The Senate of Cato and men like him would never sink so low, but those men were gone. The Civil War had killed them. Cicero was the last lion of the Senate and he was in semiretirement. Besides, he was not about to roar at Caesar. There were, it seems, no big senatorial cats left.
So the flattery sweepstakes now escalated with the commissioning of new statues. Take, for example, Quirinus. He was one of the many obscure gods whom the Romans worshipped. Originally perhaps a local deity, by Caesar’s day Quirinus was taken to represent the hero Romulus, legendary founder of Rome, after Romulus became a god. So it was decided to erect a statue of Caesar in the Temple of Quirinus on the Quirinal Hill with the inscription “To the undefeated god.” Symbolically this made Caesar almost the second founder of Rome. Cicero registered a private protest by writing wittily to a friend that it was better to have Caesar share a temple with the god Quirinus than with the goddess Salvation. Why? If Caesar was like Quirinus there was hope of getting rid of him, since tradition stated that the senators killed the original Quirinus—Romulus—in order to stop him from becoming a tyrant.
Another statue of Caesar was placed on the Capitoline Hill next to the statues of the seven kings of Rome and an eighth statue, of the man who drove out the last king and established the Roman Republic in the traditional founding date
of 509 B.C. That eighth man was Lucius Junius Brutus, whom Brutus and Decimus each claimed as an ancestor. Yet another statue of Caesar was carried in the procession that opened the games celebrating Munda in July 45 B.C. behind a statue of Victory. This third statue of Caesar was made of ivory, an honor usually reserved for the gods.

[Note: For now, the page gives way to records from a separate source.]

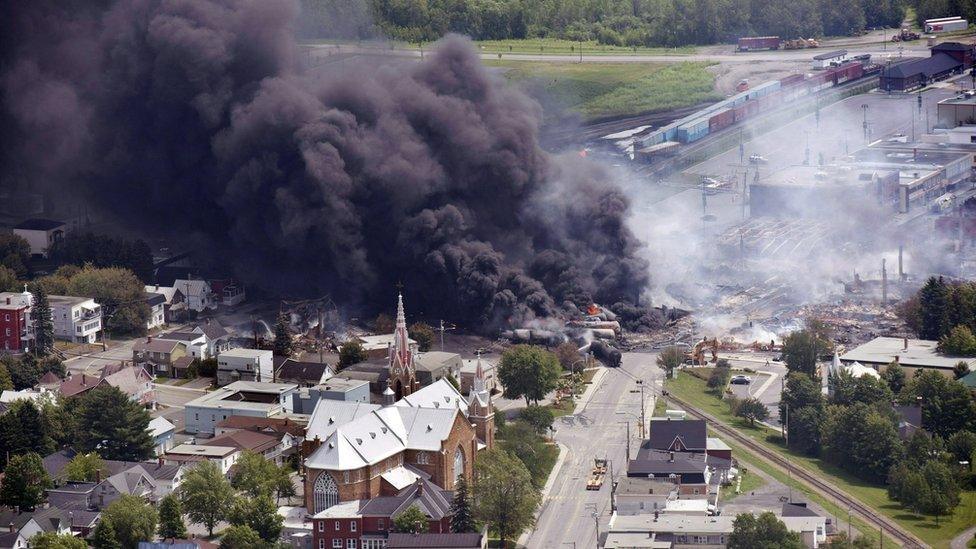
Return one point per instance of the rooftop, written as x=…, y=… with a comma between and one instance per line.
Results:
x=912, y=353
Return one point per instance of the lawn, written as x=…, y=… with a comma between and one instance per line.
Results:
x=606, y=90
x=692, y=389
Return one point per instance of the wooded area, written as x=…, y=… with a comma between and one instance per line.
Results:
x=612, y=22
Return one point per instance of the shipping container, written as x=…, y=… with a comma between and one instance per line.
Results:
x=759, y=43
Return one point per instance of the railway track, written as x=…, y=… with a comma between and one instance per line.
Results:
x=831, y=492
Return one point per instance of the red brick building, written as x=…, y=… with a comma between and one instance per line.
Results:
x=16, y=329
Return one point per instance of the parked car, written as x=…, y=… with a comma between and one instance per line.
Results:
x=741, y=380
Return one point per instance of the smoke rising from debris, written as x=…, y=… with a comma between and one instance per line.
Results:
x=196, y=118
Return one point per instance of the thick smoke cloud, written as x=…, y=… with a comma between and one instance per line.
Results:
x=195, y=118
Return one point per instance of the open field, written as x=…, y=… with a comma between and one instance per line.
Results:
x=602, y=90
x=692, y=389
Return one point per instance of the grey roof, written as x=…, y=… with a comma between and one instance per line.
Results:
x=433, y=541
x=929, y=66
x=38, y=224
x=667, y=434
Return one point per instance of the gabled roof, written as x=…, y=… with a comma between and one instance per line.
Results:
x=689, y=434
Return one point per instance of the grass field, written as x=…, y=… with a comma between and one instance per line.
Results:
x=692, y=390
x=601, y=90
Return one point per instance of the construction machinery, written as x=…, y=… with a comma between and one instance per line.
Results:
x=597, y=475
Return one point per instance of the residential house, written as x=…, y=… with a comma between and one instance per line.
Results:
x=157, y=310
x=162, y=431
x=244, y=365
x=41, y=234
x=303, y=374
x=77, y=319
x=160, y=356
x=189, y=454
x=16, y=327
x=240, y=398
x=174, y=306
x=228, y=292
x=366, y=524
x=199, y=294
x=21, y=527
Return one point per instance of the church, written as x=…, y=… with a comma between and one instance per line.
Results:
x=358, y=451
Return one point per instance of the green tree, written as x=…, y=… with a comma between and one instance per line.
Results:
x=54, y=540
x=505, y=498
x=206, y=495
x=670, y=358
x=528, y=371
x=462, y=518
x=84, y=467
x=114, y=424
x=283, y=338
x=422, y=334
x=171, y=523
x=752, y=409
x=894, y=376
x=104, y=536
x=960, y=341
x=947, y=406
x=764, y=531
x=539, y=417
x=802, y=348
x=24, y=482
x=412, y=521
x=132, y=519
x=8, y=280
x=260, y=514
x=239, y=537
x=352, y=352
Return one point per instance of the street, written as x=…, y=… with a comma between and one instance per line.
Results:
x=566, y=515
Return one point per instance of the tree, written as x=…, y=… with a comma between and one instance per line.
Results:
x=568, y=356
x=206, y=495
x=960, y=341
x=528, y=371
x=423, y=334
x=115, y=425
x=462, y=519
x=132, y=519
x=104, y=536
x=8, y=279
x=802, y=348
x=24, y=482
x=260, y=514
x=752, y=409
x=505, y=498
x=283, y=340
x=239, y=537
x=84, y=467
x=669, y=359
x=352, y=352
x=171, y=523
x=539, y=417
x=947, y=406
x=54, y=540
x=257, y=476
x=411, y=521
x=894, y=376
x=765, y=531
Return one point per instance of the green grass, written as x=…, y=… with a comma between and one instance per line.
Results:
x=693, y=390
x=603, y=90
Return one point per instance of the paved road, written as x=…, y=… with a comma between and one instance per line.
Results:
x=597, y=431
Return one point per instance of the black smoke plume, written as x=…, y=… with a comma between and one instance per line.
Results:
x=196, y=118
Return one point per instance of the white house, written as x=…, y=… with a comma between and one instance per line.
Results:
x=41, y=234
x=245, y=365
x=199, y=294
x=77, y=319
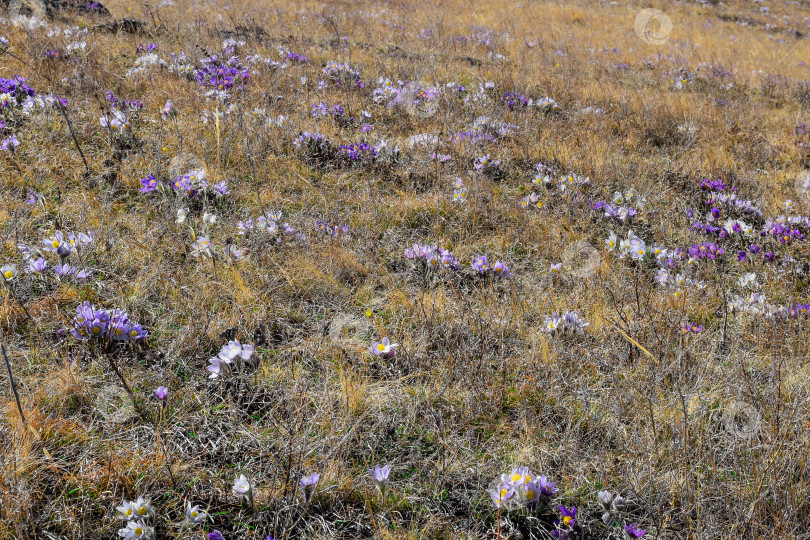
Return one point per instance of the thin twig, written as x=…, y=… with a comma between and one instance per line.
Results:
x=13, y=385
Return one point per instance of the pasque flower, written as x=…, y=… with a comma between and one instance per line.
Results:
x=8, y=271
x=385, y=348
x=136, y=529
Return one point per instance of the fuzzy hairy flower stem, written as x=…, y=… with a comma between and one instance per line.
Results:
x=13, y=385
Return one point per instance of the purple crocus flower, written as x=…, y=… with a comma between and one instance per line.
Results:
x=221, y=189
x=481, y=264
x=63, y=269
x=38, y=265
x=148, y=184
x=568, y=522
x=385, y=348
x=9, y=143
x=632, y=531
x=500, y=269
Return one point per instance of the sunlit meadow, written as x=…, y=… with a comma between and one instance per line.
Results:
x=450, y=269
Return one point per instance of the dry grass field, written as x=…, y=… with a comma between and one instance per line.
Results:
x=581, y=223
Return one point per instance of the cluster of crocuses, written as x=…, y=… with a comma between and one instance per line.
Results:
x=140, y=516
x=191, y=184
x=499, y=269
x=270, y=225
x=231, y=356
x=513, y=100
x=61, y=244
x=460, y=191
x=218, y=76
x=432, y=256
x=13, y=92
x=384, y=348
x=322, y=110
x=358, y=151
x=565, y=183
x=525, y=491
x=666, y=278
x=522, y=489
x=569, y=322
x=705, y=250
x=486, y=165
x=104, y=324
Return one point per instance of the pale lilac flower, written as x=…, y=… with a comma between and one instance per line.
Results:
x=242, y=487
x=202, y=246
x=161, y=393
x=500, y=269
x=8, y=271
x=221, y=189
x=216, y=366
x=518, y=477
x=135, y=529
x=481, y=264
x=235, y=349
x=384, y=349
x=63, y=269
x=501, y=493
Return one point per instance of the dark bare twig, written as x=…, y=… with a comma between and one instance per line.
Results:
x=13, y=385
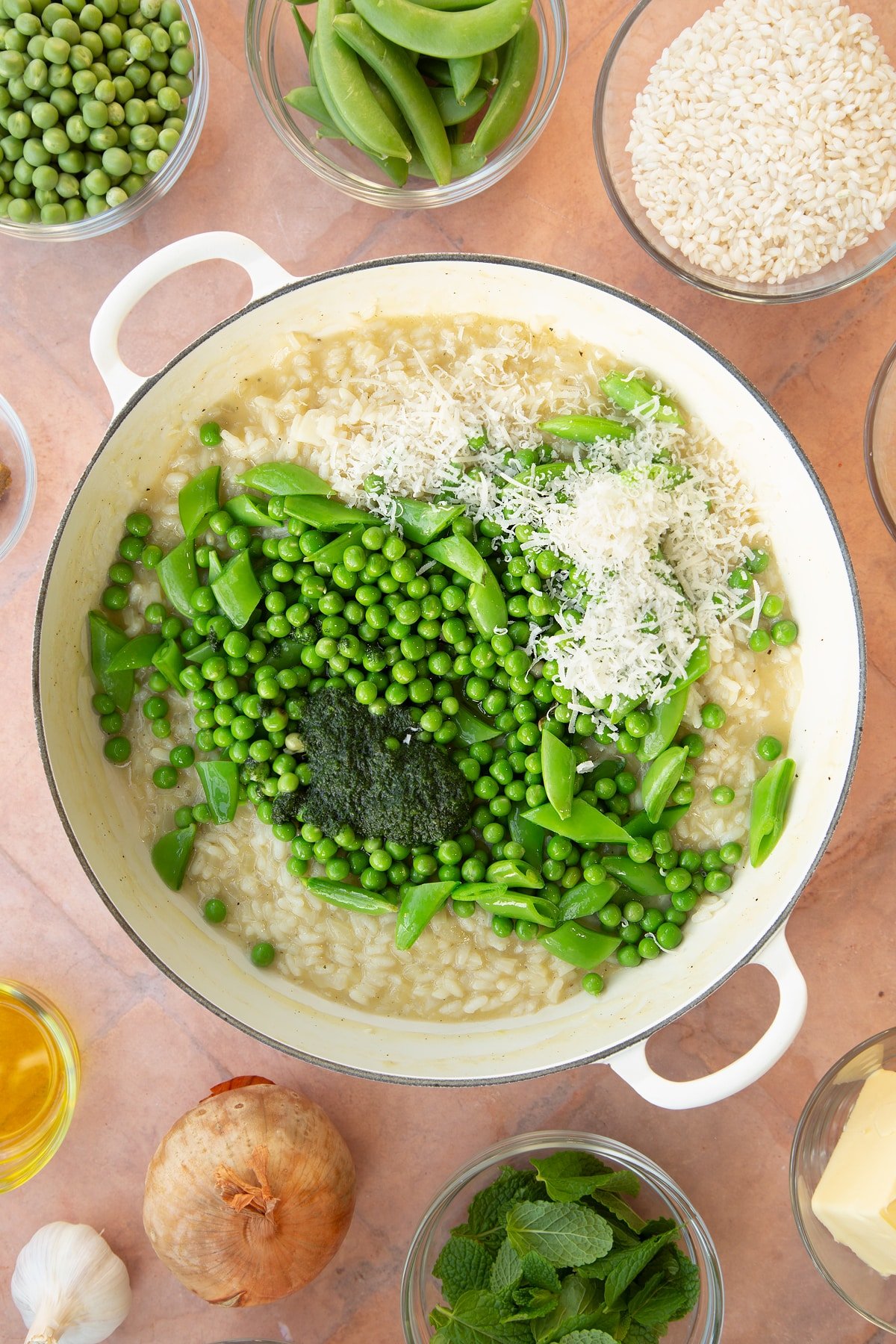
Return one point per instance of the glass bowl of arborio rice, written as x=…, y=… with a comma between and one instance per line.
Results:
x=751, y=147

The placement, processional use, and material of the statues—at least one was made of ivory—came close to calling Caesar a god. The inscription on the statue in the Temple of Quirinus made no bones about it. One wonders if Caesar erased it as he erased the inscription calling him a “demigod” the year before. Some people did object. According to Cicero, no one applauded Caesar’s statue in the summer procession—the “odious” procession, as he called it.
Never mind. By early 44 B.C., the Senate took the final steps. They made Caesar an official god of the Roman state. He would have his own temple, priest, sacred couch for his image, and name—Divus Julius, the Deified Julius. None of this was put into effect while Caesar was alive.
It’s not clear which, if any of these honors came on Caesar’s initiative. By making Caesar a god, the Senate was possibly trying to win support among the many inhabitants of Rome who came from the Greek East and who might appreciate the gesture.
CLEOPATRA IN ROME
Not long after Caesar threw open his gardens across the Tiber to the public, he closed them again for the exclusive use of Cleopatra. It was Cleopatra’s second visit to Rome, which she had visited the previous year as well. It was not unusual for foreign rulers to come to the city on diplomatic business. Cleopatra’s father, Ptolemy XII, did so in his day. But, diplomat or not, Cleopatra was also Caesar’s mistress and she had the added incentive of conceiving another child by him.